Nun, ich wollte mehr lernen, um mich für bessere und gerechtere gesellschaftliche Verhältnisse einsetzen zu können. Dafür schien mir die Landwirtschaft ideal. Während des Studiums und einigen späteren Erfahrungen mit der Entwicklungshilfe in Afrika bin ich aber davon abgekommen und habe mich der Ethnologie zugewandt. Vor dem Ethnologie-Studium habe ich noch die Meisterprüfung abgelegt, um selbständig tätig sein zu können. Da habe ich dann ältere und behinderte Menschen in ihren Wohnungen und Heimen frisiert. In dieser Zeit habe ich auch die Kinesiologie kennengelernt.
Mit Touch for Health?
Ja, das ging so: Zwei meiner Freunde, mit denen ich damals nach Berlin übersiedelt bin, haben die Kinesiologie in England entdeckt und sind dann in die USA, um sie zu lernen. 1982 gaben sie ihren ersten Touch-for-Health-Kurs in Freiburg und haben dazu alle ihre Freunde eingeladen.
Du hast da einfach so mitgemacht?
Ja, mich hat interessiert, was meine Freunde da machen. Und dann hat mich das sofort gepackt, ich habe weitere Kurse besucht und habe das, was ich gelernt hatte, in meine Friseurtätigkeit integriert: Verträglichkeitstests von Haarpflegepräparaten, Übungen zur Verbesserung des Hörens, das hatte übrigens einen grossen Nutzen für mich: Ich war nach einem Arbeitstag im Altersheim weniger heiser. Auch manche meiner Studentinnen an der Uni bekamen von mir, natürlich kostenfrei, kinesiologische Sitzungen zu den Themen Angst vor Referaten, Schreibblockaden, Lernblockaden, Liebeskummer usw.
An der Uni hast du ja sogar noch promoviert. Worüber hast du deine Dissertation geschrieben?
Über „Haare und Zeremonienmeister.

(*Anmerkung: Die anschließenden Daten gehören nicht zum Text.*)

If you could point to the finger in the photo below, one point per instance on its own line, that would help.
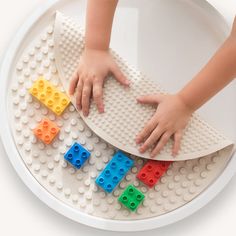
(163, 141)
(86, 95)
(97, 95)
(147, 130)
(177, 139)
(73, 83)
(119, 76)
(153, 138)
(150, 99)
(79, 94)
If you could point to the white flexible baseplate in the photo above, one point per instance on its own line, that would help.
(183, 181)
(124, 117)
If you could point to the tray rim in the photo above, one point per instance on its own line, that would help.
(64, 209)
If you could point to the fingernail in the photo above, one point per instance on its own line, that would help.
(141, 149)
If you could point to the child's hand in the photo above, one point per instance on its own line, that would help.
(88, 80)
(170, 119)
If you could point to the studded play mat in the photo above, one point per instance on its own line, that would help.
(124, 117)
(38, 100)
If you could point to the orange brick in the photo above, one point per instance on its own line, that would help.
(46, 131)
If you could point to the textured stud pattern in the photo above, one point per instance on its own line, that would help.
(50, 96)
(46, 131)
(152, 172)
(114, 172)
(131, 198)
(182, 182)
(124, 117)
(77, 155)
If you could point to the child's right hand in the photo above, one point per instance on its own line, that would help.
(89, 78)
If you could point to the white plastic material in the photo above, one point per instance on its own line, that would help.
(186, 187)
(124, 117)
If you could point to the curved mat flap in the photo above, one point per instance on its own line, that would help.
(124, 117)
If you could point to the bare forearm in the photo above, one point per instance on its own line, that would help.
(218, 72)
(99, 21)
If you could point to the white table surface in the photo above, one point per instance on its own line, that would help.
(21, 213)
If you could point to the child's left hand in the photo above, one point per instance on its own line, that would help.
(170, 119)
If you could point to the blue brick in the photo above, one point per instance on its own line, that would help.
(114, 172)
(77, 155)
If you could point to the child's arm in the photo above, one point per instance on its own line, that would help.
(173, 111)
(96, 62)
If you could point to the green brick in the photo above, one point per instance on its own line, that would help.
(131, 198)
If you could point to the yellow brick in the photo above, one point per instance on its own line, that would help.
(50, 96)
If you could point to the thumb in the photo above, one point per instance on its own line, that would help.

Eine ethnologische Studie zum deutschen Friseurhandwerk“. Mein Anliegen war darzustellen, dass wir genauso Übergangsrituale haben wie die bisher untersuchten sogenannten „primitiven“ Kulturen, nach dem Motto: Wir sind genauso Primitive wie andere auch.

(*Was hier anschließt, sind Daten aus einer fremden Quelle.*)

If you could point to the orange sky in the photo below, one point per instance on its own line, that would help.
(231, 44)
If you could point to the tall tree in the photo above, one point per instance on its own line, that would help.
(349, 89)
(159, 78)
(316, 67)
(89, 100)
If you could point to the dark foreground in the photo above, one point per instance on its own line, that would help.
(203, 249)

Stichwort Übergang. Gibt es auch einen zwischen deinem Sein an der Universität und deinem Sein im Handwerk?
Während meines Studiums und auch noch lange danach habe ich immer auch als Friseurin gearbeitet. Als ich an der Universität Göttingen zum Thema Ritualtheorie unterrichtet habe, habe ich meine Friseurtätigkeit vor meinen Studenten in der Regel geheim gehalten, umgekehrt auch meinen Friseurkunden meine Unterrichtstätigkeit an der Uni. Das hat mir meine Kompetenz in den beiden Bereichen nach aussen hin bewahrt.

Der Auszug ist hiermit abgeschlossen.